The federal government, however, has asked the court to dismiss the case, saying it lacks jurisdiction in the matter.
Shahid Haque-Hausrath, an immigration attorney representing Kathleen Benitez-Field, of Missoula, said the court must consider whether the government was wrong to deny his client’s application to stay in the United States under the Violence Against Women Act and the U visa program.
Under certain circumstances, both provisions are open to immigrants married to U.S. citizens, though the government has denied both forms of relief to Benitez-Field.
“We have a motion pending right now to resolve the merits of that issue, and we believe the court will issue a decision in our favor,” Haque-Hausrath said. “However, the government is moving to deport (Benitez-Field) before the court can make a decision.”
In an order issued last week, U.S. District Judge Dana Christensen said the court had “serious concerns” about its jurisdiction in the case. He said the court would attempt to resolve the question at a hearing set for Oct. 20 before the opposing parties continue their arguments.
“This approach will preserve the resources of the parties and encourage judicial efficiency,” Christensen said.
In 2010, police responded to a call for assistance after Benitez-Field’s then-husband, Jesse Lane King, assaulted her in a Missoula parking lot. Police reports say the attack left bruising on Benitez-Field’s throat.
Although King pleaded guilty to domestic partner/family member assault, he told an Immigration and Customs Enforcement officer several days later that Benitez-Field was staying in the country illegally.
Benitez-Field, who is originally from Spain, was subsequently arrested for possessing a fake green card. Haque-Hausrath has argued that she had the card only because King denied her the opportunity to obtain legal status over the five years of their marriage.
In 2011, Benitez-Field pleaded guilty to possessing the fake card. U.S. Citizenship and Immigration Services has since denied her relief under the Violence Against Women Act and the U visa program, saying her conviction represented “a crime of moral turpitude.”
“If the court determines that it does not have jurisdiction to put (Benitez-Field’s) deportation on hold, then our fight is lost for now,” Haque-Hausrath said. “The government has made it clear that they intend to execute her final deportation order, and once she has been deported, that will prevent her from obtaining relief no matter what the judge decides.”
Last month, Missoula County District Court unsealed documents in the domestic violence case at the request of Haque-Hausrath. The immigration attorney has made the case public in hopes of putting pressure on the government to stop his client’s “unlawful” deportation.
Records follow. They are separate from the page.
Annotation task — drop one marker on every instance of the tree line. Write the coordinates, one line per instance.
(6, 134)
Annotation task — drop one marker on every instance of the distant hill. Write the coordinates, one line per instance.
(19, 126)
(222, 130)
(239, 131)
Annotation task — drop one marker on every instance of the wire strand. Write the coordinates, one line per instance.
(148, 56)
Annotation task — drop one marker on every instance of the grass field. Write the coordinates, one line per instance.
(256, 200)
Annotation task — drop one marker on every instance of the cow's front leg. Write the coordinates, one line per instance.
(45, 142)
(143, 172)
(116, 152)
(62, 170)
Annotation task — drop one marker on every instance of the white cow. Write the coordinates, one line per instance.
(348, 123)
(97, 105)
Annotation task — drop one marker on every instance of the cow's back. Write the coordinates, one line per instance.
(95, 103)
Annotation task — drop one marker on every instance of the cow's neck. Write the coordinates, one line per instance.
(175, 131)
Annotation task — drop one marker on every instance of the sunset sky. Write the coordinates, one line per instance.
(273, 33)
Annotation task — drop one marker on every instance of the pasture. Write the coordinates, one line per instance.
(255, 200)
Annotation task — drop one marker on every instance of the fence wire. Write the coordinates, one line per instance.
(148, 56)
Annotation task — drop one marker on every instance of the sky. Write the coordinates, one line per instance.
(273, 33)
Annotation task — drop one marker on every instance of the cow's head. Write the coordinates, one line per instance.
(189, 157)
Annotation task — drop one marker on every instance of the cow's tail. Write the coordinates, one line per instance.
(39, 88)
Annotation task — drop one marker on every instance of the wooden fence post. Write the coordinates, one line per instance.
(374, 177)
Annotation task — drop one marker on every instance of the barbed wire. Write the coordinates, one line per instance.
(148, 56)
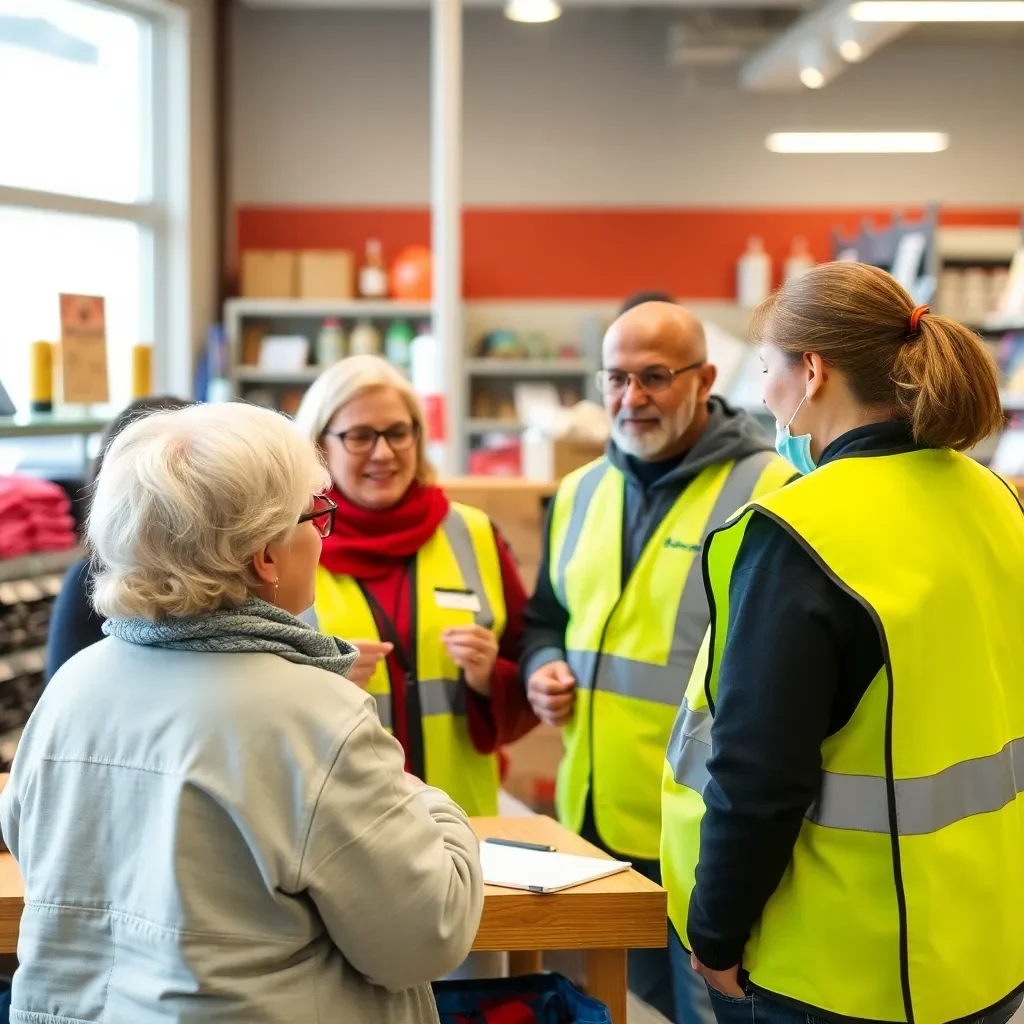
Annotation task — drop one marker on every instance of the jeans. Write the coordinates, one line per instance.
(693, 1005)
(756, 1010)
(652, 973)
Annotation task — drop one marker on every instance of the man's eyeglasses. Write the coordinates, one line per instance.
(321, 515)
(360, 440)
(613, 383)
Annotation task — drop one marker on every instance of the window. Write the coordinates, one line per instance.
(93, 183)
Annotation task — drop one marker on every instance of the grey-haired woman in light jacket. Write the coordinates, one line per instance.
(211, 822)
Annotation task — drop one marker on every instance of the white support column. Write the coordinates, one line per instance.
(445, 204)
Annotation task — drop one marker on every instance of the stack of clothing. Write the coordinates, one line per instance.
(35, 515)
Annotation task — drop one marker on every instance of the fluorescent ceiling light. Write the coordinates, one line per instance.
(532, 11)
(938, 10)
(812, 78)
(850, 50)
(857, 141)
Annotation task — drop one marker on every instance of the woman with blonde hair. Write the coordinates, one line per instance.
(424, 588)
(844, 796)
(211, 822)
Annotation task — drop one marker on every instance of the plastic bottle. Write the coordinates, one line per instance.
(365, 339)
(398, 345)
(753, 274)
(330, 342)
(799, 261)
(373, 274)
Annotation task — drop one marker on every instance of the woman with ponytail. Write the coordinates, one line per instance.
(844, 800)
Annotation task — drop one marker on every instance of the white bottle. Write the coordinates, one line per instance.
(330, 342)
(799, 261)
(373, 273)
(365, 339)
(753, 274)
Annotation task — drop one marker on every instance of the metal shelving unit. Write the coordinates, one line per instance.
(300, 316)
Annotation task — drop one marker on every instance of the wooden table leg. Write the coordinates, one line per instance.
(523, 962)
(606, 980)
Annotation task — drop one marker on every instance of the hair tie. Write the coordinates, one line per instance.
(919, 311)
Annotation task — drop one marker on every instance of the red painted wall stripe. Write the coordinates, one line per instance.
(512, 253)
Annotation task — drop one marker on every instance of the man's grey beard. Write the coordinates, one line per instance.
(650, 443)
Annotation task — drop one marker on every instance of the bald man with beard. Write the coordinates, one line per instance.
(620, 612)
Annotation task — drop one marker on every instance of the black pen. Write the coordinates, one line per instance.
(540, 848)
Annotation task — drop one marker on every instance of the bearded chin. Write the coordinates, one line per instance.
(650, 442)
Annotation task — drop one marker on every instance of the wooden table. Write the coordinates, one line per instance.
(604, 919)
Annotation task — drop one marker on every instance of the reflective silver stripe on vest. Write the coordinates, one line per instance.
(924, 805)
(627, 678)
(689, 749)
(693, 617)
(642, 680)
(457, 534)
(441, 696)
(581, 502)
(383, 701)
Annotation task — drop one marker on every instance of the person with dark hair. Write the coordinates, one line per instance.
(843, 801)
(639, 298)
(74, 623)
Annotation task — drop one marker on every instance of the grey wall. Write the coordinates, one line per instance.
(332, 108)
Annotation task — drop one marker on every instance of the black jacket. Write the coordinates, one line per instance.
(799, 656)
(651, 489)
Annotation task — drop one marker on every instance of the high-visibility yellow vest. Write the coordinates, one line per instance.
(632, 647)
(462, 556)
(905, 894)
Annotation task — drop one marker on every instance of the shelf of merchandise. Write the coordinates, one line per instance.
(308, 313)
(476, 427)
(497, 367)
(51, 425)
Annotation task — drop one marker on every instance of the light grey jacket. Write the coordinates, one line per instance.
(227, 838)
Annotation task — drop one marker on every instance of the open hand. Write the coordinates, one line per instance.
(371, 651)
(474, 649)
(551, 691)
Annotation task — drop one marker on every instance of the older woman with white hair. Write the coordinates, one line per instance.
(425, 589)
(211, 822)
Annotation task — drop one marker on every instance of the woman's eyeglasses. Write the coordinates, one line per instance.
(321, 515)
(651, 379)
(361, 440)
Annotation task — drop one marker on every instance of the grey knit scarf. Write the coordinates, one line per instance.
(255, 627)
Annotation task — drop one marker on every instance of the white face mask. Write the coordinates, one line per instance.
(797, 451)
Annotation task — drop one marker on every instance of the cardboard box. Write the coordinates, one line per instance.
(329, 274)
(546, 459)
(516, 507)
(531, 765)
(268, 274)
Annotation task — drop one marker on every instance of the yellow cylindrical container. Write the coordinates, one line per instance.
(41, 380)
(141, 371)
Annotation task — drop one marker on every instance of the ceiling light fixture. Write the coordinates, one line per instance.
(857, 141)
(850, 50)
(938, 10)
(813, 78)
(532, 11)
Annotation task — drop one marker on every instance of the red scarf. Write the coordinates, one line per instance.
(368, 544)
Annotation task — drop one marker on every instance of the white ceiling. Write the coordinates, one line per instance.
(410, 4)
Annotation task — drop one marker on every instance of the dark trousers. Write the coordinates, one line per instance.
(649, 970)
(757, 1010)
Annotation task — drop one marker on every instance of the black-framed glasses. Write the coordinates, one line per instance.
(321, 515)
(651, 379)
(359, 440)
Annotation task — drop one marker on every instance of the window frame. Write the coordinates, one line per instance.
(163, 218)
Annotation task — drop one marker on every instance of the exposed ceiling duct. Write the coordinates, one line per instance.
(816, 48)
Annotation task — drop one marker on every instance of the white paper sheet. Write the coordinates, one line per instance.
(511, 867)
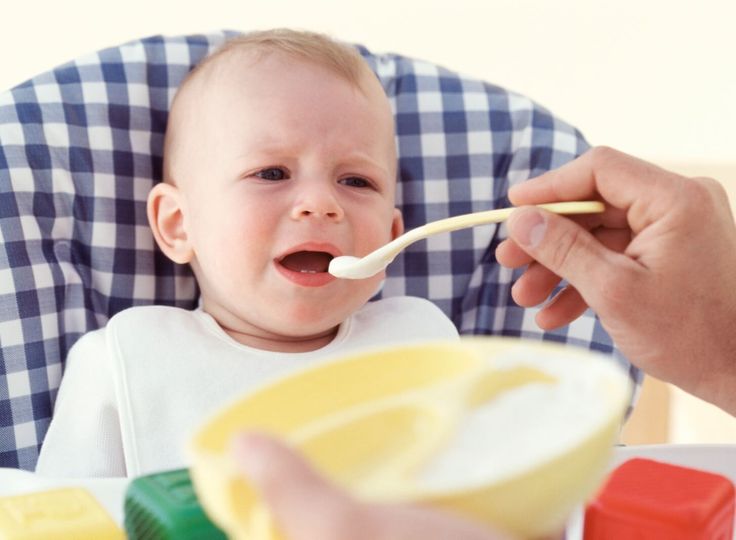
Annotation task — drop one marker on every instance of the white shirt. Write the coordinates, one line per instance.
(135, 391)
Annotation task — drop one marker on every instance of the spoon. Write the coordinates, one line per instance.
(349, 267)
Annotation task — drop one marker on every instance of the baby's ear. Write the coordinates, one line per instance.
(397, 225)
(166, 218)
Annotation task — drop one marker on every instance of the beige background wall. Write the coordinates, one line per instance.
(655, 78)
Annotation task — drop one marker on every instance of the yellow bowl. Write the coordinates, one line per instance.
(378, 422)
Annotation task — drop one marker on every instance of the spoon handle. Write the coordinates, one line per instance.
(489, 216)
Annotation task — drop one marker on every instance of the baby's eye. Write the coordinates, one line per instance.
(272, 173)
(355, 181)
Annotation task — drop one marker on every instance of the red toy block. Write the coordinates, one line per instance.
(647, 499)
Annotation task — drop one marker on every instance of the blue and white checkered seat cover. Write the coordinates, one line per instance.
(80, 147)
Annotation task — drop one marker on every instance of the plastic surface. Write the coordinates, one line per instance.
(63, 514)
(164, 506)
(371, 421)
(644, 498)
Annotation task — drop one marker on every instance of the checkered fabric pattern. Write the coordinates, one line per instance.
(80, 147)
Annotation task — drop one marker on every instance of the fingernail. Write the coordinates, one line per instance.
(527, 227)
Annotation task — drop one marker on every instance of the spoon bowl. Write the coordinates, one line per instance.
(349, 267)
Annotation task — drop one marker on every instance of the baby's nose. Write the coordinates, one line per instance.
(318, 203)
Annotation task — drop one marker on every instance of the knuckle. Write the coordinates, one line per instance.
(565, 247)
(601, 155)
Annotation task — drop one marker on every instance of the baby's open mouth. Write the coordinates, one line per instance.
(307, 262)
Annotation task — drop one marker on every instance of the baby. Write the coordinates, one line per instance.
(279, 156)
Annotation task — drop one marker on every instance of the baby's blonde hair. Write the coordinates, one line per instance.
(341, 59)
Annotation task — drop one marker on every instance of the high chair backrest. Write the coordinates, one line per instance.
(81, 145)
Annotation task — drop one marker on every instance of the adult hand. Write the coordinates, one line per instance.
(307, 507)
(658, 266)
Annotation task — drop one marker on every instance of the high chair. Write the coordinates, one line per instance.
(81, 146)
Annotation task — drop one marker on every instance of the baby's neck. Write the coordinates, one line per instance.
(282, 343)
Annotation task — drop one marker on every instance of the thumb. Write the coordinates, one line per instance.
(298, 498)
(564, 247)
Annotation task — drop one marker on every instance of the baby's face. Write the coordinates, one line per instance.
(289, 166)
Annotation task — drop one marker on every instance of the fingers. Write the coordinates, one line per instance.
(307, 507)
(566, 250)
(619, 179)
(564, 308)
(298, 498)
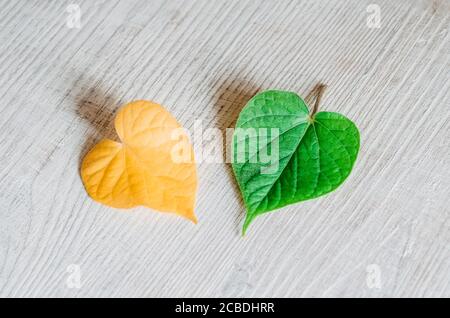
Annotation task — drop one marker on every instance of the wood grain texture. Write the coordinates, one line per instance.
(203, 59)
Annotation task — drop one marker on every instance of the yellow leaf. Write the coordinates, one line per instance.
(153, 166)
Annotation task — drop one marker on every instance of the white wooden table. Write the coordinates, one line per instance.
(385, 232)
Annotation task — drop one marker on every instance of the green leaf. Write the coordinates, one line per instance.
(308, 157)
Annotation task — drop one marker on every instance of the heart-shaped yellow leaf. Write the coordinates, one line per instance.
(153, 166)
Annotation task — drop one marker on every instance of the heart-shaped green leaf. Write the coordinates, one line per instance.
(283, 155)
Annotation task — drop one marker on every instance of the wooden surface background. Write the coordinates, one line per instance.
(385, 232)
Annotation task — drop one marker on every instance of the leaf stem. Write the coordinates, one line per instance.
(317, 93)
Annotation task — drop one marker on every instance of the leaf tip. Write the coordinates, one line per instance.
(248, 219)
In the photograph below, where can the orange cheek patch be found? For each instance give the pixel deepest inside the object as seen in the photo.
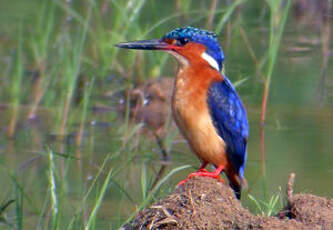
(192, 51)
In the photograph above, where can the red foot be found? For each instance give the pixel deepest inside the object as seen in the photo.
(204, 172)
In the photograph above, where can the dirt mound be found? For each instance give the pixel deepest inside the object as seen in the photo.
(204, 203)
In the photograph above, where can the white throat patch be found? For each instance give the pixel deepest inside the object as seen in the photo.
(211, 61)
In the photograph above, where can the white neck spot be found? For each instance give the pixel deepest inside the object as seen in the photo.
(211, 61)
(183, 61)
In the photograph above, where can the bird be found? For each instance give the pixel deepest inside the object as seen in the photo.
(205, 105)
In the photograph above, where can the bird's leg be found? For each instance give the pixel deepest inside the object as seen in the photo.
(203, 172)
(202, 167)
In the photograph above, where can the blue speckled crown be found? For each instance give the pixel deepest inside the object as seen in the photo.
(204, 37)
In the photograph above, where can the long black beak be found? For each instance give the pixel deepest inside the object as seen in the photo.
(154, 44)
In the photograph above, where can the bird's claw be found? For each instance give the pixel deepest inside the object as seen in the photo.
(204, 173)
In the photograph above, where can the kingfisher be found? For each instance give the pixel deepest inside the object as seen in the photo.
(205, 105)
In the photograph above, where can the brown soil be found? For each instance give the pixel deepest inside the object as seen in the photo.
(204, 203)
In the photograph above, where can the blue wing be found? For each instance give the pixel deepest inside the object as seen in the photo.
(230, 120)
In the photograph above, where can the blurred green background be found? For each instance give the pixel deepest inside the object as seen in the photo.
(71, 156)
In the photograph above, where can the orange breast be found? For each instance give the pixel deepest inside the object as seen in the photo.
(191, 113)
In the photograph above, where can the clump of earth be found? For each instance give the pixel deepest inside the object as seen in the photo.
(204, 203)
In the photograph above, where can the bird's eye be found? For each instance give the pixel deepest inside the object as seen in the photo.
(182, 41)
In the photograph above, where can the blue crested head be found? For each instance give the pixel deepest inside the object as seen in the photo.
(207, 38)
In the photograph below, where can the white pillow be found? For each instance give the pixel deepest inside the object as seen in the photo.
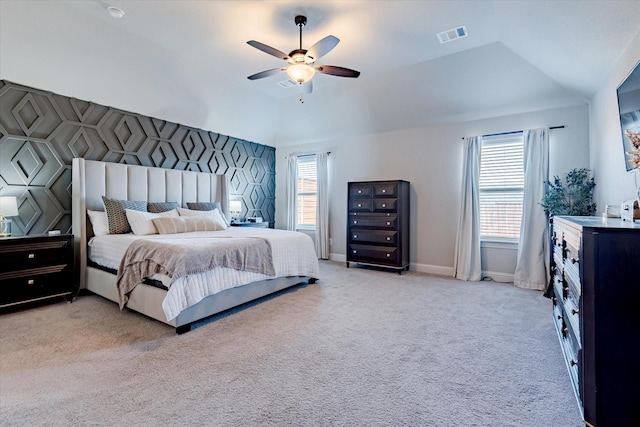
(215, 214)
(187, 224)
(141, 222)
(99, 222)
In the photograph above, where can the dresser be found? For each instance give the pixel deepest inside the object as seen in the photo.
(34, 268)
(378, 224)
(596, 310)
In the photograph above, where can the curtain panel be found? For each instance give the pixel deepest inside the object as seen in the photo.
(322, 206)
(532, 267)
(466, 264)
(292, 192)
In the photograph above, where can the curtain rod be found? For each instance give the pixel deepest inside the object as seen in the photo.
(517, 131)
(304, 154)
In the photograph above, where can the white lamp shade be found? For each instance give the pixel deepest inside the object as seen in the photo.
(8, 206)
(300, 72)
(235, 205)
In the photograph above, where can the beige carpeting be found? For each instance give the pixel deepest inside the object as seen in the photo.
(360, 348)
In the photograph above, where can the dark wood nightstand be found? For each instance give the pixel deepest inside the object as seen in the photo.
(34, 268)
(250, 224)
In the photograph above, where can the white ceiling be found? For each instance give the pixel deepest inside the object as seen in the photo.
(187, 61)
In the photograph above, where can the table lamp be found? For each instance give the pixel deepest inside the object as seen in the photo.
(235, 207)
(8, 207)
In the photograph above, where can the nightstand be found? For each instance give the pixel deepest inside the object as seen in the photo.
(34, 268)
(250, 224)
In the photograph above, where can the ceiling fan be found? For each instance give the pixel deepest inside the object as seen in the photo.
(302, 66)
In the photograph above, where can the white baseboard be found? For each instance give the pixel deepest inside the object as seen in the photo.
(498, 277)
(439, 269)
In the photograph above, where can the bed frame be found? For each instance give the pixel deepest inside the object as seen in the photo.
(93, 179)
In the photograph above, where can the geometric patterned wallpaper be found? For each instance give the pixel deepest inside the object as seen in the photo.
(40, 132)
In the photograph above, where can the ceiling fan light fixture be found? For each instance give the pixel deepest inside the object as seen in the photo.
(300, 72)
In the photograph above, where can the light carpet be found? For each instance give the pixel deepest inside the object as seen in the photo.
(361, 347)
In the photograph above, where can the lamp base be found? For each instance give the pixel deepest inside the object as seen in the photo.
(5, 227)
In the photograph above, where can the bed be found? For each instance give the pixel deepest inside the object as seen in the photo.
(94, 179)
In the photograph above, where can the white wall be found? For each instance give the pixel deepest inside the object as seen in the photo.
(613, 183)
(431, 158)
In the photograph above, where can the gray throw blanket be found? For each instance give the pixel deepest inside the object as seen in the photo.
(180, 257)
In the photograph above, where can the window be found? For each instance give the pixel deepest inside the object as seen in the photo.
(501, 186)
(307, 191)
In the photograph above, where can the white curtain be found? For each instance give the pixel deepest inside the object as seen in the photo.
(466, 264)
(322, 207)
(533, 251)
(292, 192)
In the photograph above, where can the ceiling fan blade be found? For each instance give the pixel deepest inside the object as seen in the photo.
(268, 49)
(322, 47)
(337, 71)
(266, 73)
(307, 87)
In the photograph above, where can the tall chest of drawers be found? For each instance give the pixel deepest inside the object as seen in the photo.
(378, 224)
(34, 268)
(596, 310)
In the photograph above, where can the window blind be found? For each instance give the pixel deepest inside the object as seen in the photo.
(501, 186)
(307, 191)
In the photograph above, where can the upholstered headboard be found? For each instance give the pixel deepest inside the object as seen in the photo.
(93, 179)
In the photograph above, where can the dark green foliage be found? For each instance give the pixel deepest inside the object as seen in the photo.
(574, 199)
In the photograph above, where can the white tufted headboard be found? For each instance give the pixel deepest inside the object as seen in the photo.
(93, 179)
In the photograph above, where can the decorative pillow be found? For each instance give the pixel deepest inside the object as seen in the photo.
(215, 214)
(116, 215)
(141, 223)
(99, 222)
(186, 224)
(157, 207)
(207, 206)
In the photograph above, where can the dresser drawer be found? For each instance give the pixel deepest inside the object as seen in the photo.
(385, 205)
(31, 255)
(34, 284)
(385, 189)
(377, 254)
(377, 221)
(360, 190)
(360, 205)
(359, 235)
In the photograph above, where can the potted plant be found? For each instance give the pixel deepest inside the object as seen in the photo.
(574, 198)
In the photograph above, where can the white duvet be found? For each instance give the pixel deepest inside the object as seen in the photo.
(293, 255)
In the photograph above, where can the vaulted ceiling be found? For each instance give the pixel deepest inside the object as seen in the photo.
(188, 61)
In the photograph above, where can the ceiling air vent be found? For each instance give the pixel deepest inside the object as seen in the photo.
(452, 34)
(287, 83)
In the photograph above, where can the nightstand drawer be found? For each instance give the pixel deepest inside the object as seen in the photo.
(375, 254)
(372, 220)
(31, 255)
(364, 235)
(33, 284)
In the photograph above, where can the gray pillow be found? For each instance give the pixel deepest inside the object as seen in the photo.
(208, 206)
(117, 217)
(159, 207)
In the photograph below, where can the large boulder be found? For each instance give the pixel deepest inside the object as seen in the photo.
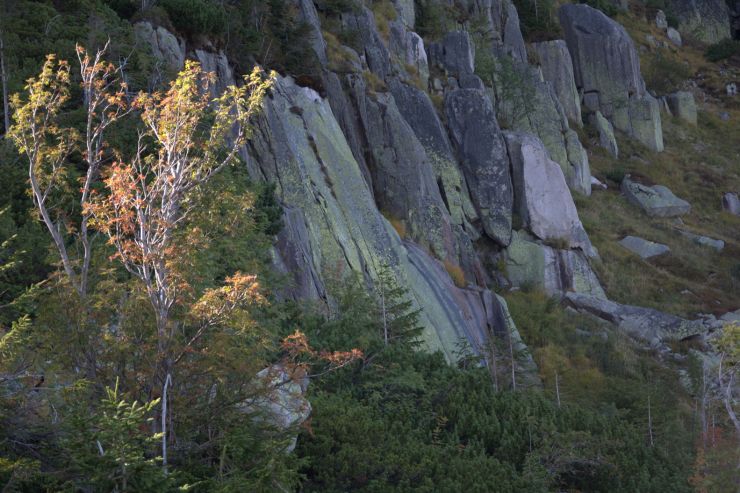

Haque-Hausrath did so despite concerns that the publicity could make Benitez-Field the target of King’s harassment. He believes the government is denying his client due process.
He’s also asking the larger Missoula community to attend the hearing to support his client.
“The purpose of showing community support is not to influence the judge, whose decision will be based purely on the law,” Haque-Hausrath said. “Rather, we hope to send a message to the government stating that we don’t agree with deporting a victim of abuse based on a tip from the abuser, that their priorities are misplaced, and that the least they can do is hold off on deporting (Benitez-Field) until the court can fully consider the case.”
The hearing has been set for 1:30 p.m. On Thursday, Oct. 20, at the Russell Smith Courthouse.